Same disk packs as for the 20/30 mb drives , but the technology got a lot
better thru the 80's and they could "fit more stuff onto them" to get 200mb
(RP06) then 300mb(RM05) on a pack. I made a lot of money fixing drives when
the heads crashed onto the disk surface. Even though the pack was maybe 20
inches in diameter, they only used the middle ~ 2 inches.

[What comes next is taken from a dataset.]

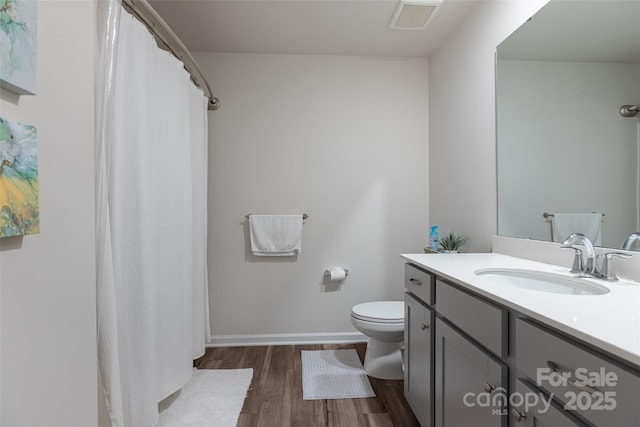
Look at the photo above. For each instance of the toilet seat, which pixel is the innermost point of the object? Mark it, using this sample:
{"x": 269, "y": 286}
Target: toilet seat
{"x": 390, "y": 312}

For those who care, the heads were spring loaded and if you spin the pack
fast enough (xRPM) it builds up a surface force/resistance. If/when anything
got in that space ( a few mm) then then "the stuff" would get between the
spring loaded head and the surface of that disk causing a "scrape" then
THOSE flakes would be in there causing more trouble, 'snowball going
downhill effect' and then a fault light as the drive spun down. I'd come
in - take it all apart, replace the 20 heads, realign all of them to be
perfectly in line again, then get cusotomer buys a new pack and ... all done
until next time. There was always a next time. Common example back of the
relationship between the heads and the surface was a 747 flying 400 MPH one
foot off the ground. Any undergrowth causes a crash.

>
> and these for backups.
>
> http://upload.wikimedia.org/wikipedia/commons/9/9f/9-track-drive-open.jpg
>

I used to work on those in the 80's - it's a Digital Equipment Corp (DEC)
Model TE16 - I was in field service for them then... and no kidding .. about
a month ago ... cleaning out some old papers and found a service report for
one. Company name / contact /phone number and description ... " TE16 - won't
load".
http://en.wikipedia.org/wiki/File:9-track-drive.jpg

> We had a person hired full time, just to make tape backups and
> see they were put on a truck and shipped off site.
>
and when there was a problem with the drive .. they'd call ... me.

> Even back then, when people discovered we were using 9-track tape
> for backups, they'd give us a strange look. I was kinda curious
> where they were buying the transports, because I thought that
> was a dead technology. I suppose they were cheap.
>
> Paul

Cheap and easily portable. With a disk pack - it might only fit one model.
( like Blu-Ray, DVD, CD). With tape reel, if your computer room fried you
could take those tapes anywhere and rebuild your system. DEC started a
business doing just that (making computer rooms for 'hot sites') in the
90's, then spun it off to "Iron Mountain".

Now you just buy a few Tb drives and can leave them everywhere. But when
THEY go ... that's a lotta data gone.